Researcher Martin Bellmann demonstrating the solar panel that can achieve maximum output because it has been fitted with its own cooling system. The panel was developed at SINTEF’s solar cell lab. Photo: Thor Nielsen.

This solar panel is the first in the world to store both electricity and heat

Moreover, researchers have succeeded in increasing its output dramatically by providing the panel with its own cooling system.

All over the world people are moving to the cities. This increases the demand for eco-friendly and locally-sourced electricity, and is the basis for the research project called PV-Adapt.

One answer to new energy demands is to install building-integrated PV (BIPV) cells, either in the form of roof tiles or facade elements. However, the feasibility of this will require lower costs and more efficient output.

Building-integrated PV cells that supply both heat and electricity have been developed at SINTEF’s solar cell lab in Trondheim. The project has 17 other partners in ten countries.

“The concept involves a modular construction that makes it easy both to install and remove roof- and facade-mounted PV cells”(Research Scientist Martin Bellmann, SINTEF).

“Our aim is to manufacture self-cooling, building-integrated PV cells. Self-cooling will dramatically increase the electrical output of the cells”, explains SINTEF Project Manager Martin Bellmann.

An illustration from the PV-adapt project, which is a major EU project involving several partners from many countries.

The PV cells become very hot even if the outside temperature isn’t particularly high. On a good day, according to SINTEF, its test panels may often reach temperatures of 60 degrees. However, this heat causes output to fall from 16 to 12 per cent. This is the reason why the new PV cells are fitted with a separate component to cool them down.

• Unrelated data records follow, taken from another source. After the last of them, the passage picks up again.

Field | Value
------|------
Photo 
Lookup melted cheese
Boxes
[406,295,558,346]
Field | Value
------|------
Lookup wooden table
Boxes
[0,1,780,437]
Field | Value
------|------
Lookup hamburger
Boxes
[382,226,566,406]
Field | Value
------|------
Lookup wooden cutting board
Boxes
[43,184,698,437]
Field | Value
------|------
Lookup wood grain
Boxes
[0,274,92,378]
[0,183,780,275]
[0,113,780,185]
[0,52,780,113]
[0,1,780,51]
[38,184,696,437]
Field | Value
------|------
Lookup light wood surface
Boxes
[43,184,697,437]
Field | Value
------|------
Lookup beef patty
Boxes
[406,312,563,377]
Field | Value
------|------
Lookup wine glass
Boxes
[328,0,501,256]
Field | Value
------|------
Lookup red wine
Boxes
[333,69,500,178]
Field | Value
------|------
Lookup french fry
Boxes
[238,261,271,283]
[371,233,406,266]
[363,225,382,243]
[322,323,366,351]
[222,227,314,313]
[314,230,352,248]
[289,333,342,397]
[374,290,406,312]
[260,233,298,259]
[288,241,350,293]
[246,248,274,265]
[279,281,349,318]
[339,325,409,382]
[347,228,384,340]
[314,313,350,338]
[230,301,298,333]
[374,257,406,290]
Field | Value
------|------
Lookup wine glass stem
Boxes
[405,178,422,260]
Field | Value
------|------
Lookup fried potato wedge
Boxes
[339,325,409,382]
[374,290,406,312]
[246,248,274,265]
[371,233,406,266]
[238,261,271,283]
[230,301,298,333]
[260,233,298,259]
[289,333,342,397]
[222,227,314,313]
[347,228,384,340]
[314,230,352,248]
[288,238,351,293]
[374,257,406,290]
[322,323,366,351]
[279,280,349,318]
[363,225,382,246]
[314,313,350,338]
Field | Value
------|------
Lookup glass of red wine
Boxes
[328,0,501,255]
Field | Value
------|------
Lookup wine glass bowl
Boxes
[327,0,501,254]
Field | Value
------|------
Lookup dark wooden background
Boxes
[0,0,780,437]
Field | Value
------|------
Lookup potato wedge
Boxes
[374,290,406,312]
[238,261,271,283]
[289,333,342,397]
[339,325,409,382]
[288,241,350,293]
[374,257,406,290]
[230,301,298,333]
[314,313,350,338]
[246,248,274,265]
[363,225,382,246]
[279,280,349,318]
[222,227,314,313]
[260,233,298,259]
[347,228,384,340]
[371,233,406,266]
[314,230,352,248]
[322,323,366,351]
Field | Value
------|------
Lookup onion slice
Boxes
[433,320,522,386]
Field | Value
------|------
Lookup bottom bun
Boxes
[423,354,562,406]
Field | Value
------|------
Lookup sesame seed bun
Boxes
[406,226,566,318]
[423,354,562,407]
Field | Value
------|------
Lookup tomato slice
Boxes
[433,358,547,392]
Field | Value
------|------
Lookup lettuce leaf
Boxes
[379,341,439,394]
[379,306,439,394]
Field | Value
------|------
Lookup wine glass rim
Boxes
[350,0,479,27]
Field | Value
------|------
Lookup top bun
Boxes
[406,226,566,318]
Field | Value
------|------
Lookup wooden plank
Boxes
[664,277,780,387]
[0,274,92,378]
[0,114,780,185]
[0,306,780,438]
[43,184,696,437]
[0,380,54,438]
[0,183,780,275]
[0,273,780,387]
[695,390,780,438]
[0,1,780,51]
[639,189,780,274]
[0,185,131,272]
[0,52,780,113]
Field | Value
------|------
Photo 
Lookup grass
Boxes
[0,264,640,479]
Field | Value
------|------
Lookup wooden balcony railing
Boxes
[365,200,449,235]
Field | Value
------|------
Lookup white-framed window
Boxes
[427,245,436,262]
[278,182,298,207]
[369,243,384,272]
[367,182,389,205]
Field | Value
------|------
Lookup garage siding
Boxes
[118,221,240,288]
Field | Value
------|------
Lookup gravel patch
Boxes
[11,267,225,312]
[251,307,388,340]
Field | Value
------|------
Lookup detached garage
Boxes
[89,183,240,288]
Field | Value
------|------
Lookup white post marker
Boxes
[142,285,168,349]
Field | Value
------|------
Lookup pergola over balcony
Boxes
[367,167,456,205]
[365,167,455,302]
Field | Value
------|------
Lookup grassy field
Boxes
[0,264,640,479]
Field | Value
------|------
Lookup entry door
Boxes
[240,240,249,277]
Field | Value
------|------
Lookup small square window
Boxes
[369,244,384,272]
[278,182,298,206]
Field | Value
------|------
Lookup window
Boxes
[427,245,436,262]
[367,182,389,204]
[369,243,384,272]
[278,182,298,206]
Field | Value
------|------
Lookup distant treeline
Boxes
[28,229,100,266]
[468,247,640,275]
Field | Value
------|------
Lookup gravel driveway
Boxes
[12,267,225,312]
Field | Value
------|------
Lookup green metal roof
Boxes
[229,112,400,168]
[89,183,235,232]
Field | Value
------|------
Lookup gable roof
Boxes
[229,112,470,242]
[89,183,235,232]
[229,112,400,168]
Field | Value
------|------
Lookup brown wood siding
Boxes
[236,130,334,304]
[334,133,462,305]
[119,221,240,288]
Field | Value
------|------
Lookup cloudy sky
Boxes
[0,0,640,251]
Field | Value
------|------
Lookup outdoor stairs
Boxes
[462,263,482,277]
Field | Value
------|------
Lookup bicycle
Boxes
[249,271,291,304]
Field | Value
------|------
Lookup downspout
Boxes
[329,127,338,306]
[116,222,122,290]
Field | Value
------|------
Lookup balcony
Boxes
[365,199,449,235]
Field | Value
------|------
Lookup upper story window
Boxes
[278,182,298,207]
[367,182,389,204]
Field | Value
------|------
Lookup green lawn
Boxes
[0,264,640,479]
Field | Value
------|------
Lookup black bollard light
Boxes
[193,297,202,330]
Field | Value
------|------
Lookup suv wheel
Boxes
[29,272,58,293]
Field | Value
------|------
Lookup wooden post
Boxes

Moreover, the new solar panel stores the heat generated as the sun shines on it. This means that the maximum output can be extracted.

This is achieved using an integrated tubing system that serves as a heat exchanger enabling it to heat water, for example.

The tubing system is being developed by Brunel University in London and Flint Engineering. The solar panels are supplied by the French company Apollo Solar, while SINTEF is developing the system used to integrate the tubing network in the PV cells. The demonstration projects have proven a high TRL (Technology Readiness Level).

Modular construction

“The concept involves a modular construction that makes it easy both to install and remove roof- and facade-mounted PV cells”, explains Bellmann.

It will now be tested and verified at SINTEF’s own full-scale facility at Gløshaugen in Trondheim.

“There we will not only be able to look into how the panels work under real-life conditions, but also to test different types of installation. This may have major significance for the performance of the PV cells”, explains Bellmann’s colleague Eivind Øverlid, a Research Manager at SINTEF.

The project was launched last autumn, and is receiving NOK 92 million in funding as part of the EU’s Horizon programme.